Les juges français ordonnent un non-lieu pour les responsables d'Eternit, groupe spécialisé dans l'amiante et le premier à avoir été visé par une plainte contre ce matériau cancérigène (archives).
Source: KEYSTONE/ALESSANDRO DELLA BELLA

Des juges d'instruction parisiens ont rendu une ordonnance de non-lieu pour les responsables d'Eternit, a-t-on appris lundi de sources concordantes. Ce groupe spécialisé dans l'amiante est le premier à avoir été visé par une plainte contre ce matériau cancérigène.

Dans cette ordonnance datée du 10 juillet, consultée par l'AFP, les magistrats estiment que «compte tenu de l'impossibilité de dater l'intoxication des plaignants, il apparaît impossible de déterminer qui était aux responsabilités au sein de l'entreprise (...) et quelles réglementations s'imposaient à cette date inconnue».
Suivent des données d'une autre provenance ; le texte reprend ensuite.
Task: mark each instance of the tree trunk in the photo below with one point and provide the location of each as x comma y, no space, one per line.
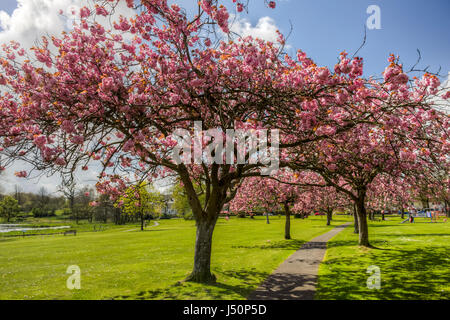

«En tout état de cause, les investigations menées au cours de l'instruction ont démontré qu'aucune faute de nature pénale ne pouvait être imputée à une ou à plusieurs personnes physiques ou morales en lien avec la société Eternit», écrivent-ils encore.

«Erreur d'interprétation»

Le dossier Eternit est hautement symbolique. Il s'agissait du premier producteur français d'amiante-ciment jusqu'à l'interdiction de la fibre et du premier visé par une plainte du genre, déposée pour homicides et blessures involontaires par d'anciens salariés en 1996.

Dans un communiqué, l'Association des victimes de l'amiante et autres polluants (AVA) a annoncé qu'elle allait interjeter appel. Elle estime que ce non-lieu reposait, comme d'autres ordonnés auparavant, sur une «erreur majeure d'interprétation des données scientifiques». Selon l'association, «c'est l'exposition dans son entier qui contribue à la maladie, et toutes les personnes à l'origine de cette exposition ont une responsabilité pénale».

L'AVA a aussi indiqué qu'elle déposerait, au cours de la première semaine de septembre, une «citation directe visant les responsables nationaux de la catastrophe sanitaire de l'amiante». Elle affirme que plus de 1000 victimes se sont déjà jointes à cette procédure destinée à permettre la tenue d'un procès.

En 2012, les autorités sanitaires estimaient que l'amiante pourrait provoquer, d'ici à 2025, 3000 décès chaque année causés par des cancers de la plèvre ou des cancers broncho-pulmonaires.